Experts believed, however, that unemployment and underemployment would probably increase rapidly in the 1990s as the labor pool continued to grow more quickly than labor demand. In 1986 only about 20 percent of Jordanian citizens worked or sought work, a figure expected to grow dramatically as the youthful population aged. In addition, because of the recession in Saudi Arabia and the Gulf states caused by slumping oil prices, Jordanians who had been working abroad were repatriating and seeking work at home. The Ministry of Labor estimated that about 2,500 Jordanians returned from abroad in 1986. Another source, however, estimated the number of returning workers and their dependents at 35,000 in 1986. Moreover, women--who in 1986 made up only a little more than 12 percent of the working population but almost 50 percent of secondary school and college enrollment--were expected to attempt to join the labor force in growing numbers (see Women and Work , ch. 2). The work force had some elasticity in that approximately 150,000 foreign guest workers could be sent home and their jobs given to Jordanian citizens; but even if all guest workers were repatriated, unemployment would persist.

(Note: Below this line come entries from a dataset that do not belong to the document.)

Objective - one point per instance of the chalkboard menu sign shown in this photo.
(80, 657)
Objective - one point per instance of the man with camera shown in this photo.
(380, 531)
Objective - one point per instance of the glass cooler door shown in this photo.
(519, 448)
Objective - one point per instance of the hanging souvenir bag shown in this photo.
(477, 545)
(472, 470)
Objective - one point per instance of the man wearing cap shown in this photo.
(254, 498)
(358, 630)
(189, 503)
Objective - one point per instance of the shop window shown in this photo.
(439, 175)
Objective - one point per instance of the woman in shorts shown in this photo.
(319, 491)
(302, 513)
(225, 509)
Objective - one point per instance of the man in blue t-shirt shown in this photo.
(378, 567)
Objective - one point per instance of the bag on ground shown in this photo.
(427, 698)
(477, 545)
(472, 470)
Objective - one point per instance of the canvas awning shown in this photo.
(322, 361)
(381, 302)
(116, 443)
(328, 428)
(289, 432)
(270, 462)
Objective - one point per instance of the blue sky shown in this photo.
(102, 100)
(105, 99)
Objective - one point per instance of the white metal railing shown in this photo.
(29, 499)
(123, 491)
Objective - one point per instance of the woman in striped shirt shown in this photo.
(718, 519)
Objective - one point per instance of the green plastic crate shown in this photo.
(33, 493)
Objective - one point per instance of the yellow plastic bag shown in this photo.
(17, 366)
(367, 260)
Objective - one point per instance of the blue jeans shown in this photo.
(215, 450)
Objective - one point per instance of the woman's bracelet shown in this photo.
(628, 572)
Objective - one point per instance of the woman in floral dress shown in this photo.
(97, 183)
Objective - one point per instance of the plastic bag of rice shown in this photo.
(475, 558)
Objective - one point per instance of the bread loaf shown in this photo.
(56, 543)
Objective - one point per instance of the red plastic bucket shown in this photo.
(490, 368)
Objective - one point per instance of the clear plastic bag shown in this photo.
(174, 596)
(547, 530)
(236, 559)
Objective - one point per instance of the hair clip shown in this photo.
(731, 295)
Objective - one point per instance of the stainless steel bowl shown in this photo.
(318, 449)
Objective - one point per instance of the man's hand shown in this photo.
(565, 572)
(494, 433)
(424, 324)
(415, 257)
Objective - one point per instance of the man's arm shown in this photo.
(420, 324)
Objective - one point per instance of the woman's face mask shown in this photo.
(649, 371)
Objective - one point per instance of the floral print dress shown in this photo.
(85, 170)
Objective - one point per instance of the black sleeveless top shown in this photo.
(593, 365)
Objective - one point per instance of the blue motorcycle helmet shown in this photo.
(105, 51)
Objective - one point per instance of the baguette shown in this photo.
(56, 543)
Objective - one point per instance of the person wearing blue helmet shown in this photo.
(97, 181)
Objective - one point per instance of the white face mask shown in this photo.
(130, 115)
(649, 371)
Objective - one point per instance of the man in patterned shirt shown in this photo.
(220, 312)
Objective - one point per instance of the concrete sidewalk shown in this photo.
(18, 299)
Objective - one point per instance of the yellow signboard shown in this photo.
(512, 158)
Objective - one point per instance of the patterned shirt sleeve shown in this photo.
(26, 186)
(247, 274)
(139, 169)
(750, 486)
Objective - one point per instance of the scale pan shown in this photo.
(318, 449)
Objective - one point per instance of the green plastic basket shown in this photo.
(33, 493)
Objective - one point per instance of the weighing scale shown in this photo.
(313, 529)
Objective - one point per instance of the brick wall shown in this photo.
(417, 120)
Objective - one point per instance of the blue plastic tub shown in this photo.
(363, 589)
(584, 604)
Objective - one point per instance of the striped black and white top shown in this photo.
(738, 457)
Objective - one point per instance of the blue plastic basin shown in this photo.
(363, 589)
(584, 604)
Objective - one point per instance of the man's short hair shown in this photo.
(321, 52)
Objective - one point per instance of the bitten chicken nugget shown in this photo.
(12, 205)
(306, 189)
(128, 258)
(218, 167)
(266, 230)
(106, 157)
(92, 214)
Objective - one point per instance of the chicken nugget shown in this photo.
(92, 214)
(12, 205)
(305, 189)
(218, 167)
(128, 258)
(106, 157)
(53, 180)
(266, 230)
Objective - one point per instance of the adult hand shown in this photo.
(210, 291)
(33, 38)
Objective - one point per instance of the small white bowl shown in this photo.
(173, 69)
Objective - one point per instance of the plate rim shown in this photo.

By one estimate that did not include repatriating Jordanian workers, unemployment could grow to 30 percent of the work force in the 1990s in the absence of extraordinary government action. Therefore, although aware of the problems caused by labor emigration, the government remained far more concerned about unemployment--and declining remittances--than about the problem of emigration. As of 1989, the government had stated explicitly that it would continue to permit unrestricted worker emigration.